Ash Creek is an unincorporated community in Clinton Township, Rock County, Minnesota, United States. The community took its name from nearby Ash Creek, a tributary of the Rock River.

Ash Creek is located one mile east of U.S. Route 75, six miles south of Interstate 90 and three miles north of the Iowa state line.
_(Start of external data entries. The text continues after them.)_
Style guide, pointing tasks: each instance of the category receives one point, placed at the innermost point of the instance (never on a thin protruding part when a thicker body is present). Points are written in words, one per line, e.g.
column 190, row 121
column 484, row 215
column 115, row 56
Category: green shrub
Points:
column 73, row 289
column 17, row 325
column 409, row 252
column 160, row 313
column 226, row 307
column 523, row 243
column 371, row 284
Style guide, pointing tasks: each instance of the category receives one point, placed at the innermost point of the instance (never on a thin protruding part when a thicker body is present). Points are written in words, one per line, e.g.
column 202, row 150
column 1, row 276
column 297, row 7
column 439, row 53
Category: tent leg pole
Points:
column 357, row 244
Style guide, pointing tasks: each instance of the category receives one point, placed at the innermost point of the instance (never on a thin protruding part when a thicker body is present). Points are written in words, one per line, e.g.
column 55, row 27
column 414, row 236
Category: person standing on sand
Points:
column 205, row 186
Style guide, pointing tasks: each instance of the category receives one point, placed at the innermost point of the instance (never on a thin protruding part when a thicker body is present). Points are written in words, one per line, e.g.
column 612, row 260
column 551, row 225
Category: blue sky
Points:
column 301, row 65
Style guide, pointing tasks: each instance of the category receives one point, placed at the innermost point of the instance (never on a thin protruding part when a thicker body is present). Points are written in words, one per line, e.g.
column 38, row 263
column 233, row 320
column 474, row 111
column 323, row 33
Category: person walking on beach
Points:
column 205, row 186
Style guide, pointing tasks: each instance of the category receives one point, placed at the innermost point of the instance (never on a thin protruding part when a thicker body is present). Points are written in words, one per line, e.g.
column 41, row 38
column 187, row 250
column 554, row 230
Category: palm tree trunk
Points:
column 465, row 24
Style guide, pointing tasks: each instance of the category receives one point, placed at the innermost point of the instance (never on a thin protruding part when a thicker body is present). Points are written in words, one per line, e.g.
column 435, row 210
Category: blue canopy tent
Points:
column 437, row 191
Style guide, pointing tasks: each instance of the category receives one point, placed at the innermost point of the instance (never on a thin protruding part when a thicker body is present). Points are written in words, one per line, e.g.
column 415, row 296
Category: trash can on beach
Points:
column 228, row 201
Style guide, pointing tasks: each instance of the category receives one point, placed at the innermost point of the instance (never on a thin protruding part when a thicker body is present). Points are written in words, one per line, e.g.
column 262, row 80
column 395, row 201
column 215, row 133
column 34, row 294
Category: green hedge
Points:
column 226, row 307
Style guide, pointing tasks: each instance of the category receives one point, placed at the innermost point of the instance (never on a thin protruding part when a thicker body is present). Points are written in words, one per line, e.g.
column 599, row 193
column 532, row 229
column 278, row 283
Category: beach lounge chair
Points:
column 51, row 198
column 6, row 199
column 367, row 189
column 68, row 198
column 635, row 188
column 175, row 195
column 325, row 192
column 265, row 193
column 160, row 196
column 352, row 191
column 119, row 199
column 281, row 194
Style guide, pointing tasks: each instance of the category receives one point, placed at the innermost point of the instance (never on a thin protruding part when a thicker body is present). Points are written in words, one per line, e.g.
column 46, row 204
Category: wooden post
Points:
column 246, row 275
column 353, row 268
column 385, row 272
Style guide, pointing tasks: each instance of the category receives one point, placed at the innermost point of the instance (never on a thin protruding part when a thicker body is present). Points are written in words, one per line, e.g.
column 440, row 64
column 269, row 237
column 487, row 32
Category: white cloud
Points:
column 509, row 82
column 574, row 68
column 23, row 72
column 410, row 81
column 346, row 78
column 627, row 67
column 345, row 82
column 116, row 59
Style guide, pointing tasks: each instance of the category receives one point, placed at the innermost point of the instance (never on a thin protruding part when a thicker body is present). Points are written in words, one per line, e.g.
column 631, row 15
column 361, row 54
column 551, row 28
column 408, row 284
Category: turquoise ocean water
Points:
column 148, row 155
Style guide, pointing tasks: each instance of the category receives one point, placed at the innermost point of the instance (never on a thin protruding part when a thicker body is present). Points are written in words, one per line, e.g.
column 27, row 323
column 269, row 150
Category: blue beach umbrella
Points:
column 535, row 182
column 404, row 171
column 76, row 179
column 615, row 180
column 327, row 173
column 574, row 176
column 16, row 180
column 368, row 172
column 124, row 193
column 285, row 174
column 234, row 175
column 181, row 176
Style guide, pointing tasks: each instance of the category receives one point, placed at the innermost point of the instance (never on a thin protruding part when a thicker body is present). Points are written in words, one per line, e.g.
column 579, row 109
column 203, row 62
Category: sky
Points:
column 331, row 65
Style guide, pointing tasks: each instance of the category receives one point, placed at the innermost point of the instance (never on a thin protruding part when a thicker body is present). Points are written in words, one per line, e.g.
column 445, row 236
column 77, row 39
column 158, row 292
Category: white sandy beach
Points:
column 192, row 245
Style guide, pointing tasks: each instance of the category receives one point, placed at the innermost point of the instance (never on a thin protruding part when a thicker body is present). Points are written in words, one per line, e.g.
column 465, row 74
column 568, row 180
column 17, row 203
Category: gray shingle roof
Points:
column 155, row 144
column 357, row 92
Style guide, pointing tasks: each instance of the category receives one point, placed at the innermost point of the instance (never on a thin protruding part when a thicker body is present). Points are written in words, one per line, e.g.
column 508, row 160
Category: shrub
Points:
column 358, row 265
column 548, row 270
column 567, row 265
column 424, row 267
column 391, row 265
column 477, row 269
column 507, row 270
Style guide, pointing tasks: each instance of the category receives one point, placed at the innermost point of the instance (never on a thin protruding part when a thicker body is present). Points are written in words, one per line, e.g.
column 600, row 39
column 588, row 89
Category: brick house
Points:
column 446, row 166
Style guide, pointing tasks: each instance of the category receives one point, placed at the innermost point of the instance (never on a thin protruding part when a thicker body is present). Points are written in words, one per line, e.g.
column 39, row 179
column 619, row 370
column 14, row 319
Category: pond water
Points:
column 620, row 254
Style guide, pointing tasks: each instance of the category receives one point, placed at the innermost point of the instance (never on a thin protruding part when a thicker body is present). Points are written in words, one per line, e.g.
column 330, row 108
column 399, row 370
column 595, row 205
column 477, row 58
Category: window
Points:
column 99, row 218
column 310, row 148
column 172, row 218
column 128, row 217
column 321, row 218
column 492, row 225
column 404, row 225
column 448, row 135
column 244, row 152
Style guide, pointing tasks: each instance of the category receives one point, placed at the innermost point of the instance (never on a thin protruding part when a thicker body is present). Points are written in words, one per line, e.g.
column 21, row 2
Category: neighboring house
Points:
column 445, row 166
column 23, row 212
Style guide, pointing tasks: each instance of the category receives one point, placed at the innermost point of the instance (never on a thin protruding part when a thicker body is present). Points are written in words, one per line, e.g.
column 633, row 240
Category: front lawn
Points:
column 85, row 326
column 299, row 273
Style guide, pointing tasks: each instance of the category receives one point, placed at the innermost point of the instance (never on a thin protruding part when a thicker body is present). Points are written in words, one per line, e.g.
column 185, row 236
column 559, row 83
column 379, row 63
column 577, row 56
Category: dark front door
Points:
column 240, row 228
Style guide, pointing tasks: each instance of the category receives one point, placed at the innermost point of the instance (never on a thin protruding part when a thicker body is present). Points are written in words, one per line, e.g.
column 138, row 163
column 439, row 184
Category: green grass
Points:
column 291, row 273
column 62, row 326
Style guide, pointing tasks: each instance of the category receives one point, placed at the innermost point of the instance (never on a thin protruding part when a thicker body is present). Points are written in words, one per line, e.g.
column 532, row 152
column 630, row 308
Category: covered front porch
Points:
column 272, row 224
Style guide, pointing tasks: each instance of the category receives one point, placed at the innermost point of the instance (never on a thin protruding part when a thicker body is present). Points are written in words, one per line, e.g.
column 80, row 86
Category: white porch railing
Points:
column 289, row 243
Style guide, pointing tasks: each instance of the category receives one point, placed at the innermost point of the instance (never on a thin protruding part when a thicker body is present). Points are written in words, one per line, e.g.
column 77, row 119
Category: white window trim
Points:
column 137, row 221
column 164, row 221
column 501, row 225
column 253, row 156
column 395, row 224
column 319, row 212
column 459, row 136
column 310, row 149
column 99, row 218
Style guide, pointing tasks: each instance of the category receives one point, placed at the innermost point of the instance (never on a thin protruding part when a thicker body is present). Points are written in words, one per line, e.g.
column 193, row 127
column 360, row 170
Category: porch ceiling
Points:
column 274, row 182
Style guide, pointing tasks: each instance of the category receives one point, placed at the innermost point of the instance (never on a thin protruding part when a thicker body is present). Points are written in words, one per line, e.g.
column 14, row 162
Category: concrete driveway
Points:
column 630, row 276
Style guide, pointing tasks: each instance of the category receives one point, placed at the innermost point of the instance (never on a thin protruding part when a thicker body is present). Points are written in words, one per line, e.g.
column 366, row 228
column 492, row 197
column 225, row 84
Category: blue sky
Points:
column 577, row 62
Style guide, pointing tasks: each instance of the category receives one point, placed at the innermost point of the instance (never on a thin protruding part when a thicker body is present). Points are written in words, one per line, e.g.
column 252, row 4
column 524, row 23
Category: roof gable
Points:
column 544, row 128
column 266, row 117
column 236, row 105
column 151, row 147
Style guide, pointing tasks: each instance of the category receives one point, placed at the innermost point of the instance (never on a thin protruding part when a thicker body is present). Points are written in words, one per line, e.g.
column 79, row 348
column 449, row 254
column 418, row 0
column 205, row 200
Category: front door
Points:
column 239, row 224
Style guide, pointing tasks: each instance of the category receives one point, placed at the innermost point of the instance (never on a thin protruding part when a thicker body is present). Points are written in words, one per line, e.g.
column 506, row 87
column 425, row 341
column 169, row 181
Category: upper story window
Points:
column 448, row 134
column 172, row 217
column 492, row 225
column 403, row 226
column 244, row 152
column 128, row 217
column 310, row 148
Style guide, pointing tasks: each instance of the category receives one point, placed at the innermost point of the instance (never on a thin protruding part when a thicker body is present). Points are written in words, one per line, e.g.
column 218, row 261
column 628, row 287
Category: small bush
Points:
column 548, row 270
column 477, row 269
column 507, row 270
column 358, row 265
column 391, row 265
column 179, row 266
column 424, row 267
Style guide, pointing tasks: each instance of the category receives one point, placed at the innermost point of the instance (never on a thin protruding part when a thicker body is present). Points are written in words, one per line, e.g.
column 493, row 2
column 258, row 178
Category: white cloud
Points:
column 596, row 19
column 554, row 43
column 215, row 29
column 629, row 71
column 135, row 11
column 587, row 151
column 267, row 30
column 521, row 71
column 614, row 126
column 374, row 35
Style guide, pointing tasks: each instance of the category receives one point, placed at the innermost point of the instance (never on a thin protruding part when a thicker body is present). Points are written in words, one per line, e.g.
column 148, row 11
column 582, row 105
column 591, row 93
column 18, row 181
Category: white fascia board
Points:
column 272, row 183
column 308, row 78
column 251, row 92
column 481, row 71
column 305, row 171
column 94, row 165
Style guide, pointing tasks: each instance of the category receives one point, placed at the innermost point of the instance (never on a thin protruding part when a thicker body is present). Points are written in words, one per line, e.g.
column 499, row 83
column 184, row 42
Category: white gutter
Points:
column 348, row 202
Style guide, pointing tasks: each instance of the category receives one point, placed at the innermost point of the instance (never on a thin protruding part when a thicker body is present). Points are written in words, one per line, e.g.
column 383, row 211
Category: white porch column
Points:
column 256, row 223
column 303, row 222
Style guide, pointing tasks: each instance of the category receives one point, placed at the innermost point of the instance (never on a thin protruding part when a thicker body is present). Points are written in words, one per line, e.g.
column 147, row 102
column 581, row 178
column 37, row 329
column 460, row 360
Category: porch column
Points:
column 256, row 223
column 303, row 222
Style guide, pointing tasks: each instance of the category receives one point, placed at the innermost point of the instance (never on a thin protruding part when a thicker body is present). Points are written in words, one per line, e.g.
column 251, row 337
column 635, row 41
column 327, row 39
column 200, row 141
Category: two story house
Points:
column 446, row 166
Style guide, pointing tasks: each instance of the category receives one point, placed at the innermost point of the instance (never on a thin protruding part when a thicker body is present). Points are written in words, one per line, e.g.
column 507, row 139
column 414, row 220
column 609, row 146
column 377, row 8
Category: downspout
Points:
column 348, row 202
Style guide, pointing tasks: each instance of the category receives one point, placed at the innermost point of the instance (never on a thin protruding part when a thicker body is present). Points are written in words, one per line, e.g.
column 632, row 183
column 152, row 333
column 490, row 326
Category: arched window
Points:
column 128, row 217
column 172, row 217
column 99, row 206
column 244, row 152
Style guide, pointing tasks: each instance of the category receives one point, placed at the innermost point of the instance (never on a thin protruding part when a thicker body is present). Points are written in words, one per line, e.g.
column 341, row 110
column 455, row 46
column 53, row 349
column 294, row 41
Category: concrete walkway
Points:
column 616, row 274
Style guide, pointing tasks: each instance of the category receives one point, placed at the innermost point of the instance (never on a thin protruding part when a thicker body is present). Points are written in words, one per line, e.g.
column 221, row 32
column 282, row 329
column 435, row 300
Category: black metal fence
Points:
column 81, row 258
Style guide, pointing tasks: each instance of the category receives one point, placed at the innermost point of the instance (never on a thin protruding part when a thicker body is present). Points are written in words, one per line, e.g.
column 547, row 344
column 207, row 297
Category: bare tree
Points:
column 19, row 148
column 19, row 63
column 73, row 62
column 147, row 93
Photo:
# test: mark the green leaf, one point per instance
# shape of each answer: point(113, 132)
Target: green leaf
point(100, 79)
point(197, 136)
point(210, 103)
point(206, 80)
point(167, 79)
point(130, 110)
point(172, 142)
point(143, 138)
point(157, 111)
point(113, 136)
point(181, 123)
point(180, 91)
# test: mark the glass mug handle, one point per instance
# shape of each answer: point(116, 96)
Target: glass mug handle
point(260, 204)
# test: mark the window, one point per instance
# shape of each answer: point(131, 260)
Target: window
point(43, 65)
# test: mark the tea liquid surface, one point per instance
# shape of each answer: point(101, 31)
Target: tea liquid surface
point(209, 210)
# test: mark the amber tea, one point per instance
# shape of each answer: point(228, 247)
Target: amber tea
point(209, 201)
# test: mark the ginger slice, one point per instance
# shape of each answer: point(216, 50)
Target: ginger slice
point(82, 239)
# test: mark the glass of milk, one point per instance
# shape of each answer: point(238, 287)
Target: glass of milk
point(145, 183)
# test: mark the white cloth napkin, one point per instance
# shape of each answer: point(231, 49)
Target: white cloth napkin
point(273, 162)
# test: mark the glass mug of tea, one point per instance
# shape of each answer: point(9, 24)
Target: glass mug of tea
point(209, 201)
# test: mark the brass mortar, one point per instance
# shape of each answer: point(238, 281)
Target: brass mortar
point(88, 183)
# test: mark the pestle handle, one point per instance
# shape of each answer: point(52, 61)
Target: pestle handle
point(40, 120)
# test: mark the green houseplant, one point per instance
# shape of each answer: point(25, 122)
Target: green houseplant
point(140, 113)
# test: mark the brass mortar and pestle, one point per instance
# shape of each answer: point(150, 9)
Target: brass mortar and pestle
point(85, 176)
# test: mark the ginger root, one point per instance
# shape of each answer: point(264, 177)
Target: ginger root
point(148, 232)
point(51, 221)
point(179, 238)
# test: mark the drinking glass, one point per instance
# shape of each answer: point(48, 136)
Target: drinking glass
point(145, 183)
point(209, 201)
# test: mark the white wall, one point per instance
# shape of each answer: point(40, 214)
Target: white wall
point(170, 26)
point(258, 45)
Nearby places include Luverne, Steen, Kanaranzi, and Hills.

==History==
The community of Ash Creek was founded by English investor Col. Alfred Grey, who owned the townsite and a large extent of land in southwestern Minnesota. Some of its streets were named in honor of Col. Grey, being named as Colonel, Alfred, and Grey. The community had a post office from 1871 until 1939.

==Politics==
Ash Creek is located in Minnesota's 1st congressional district, represented by Mankato educator Tim Walz, a Democrat. At the state level, Ash Creek is located in Senate District 22, represented by Republican Bill Weber, and in House District 22A, represented by Republican Joe Schomacker.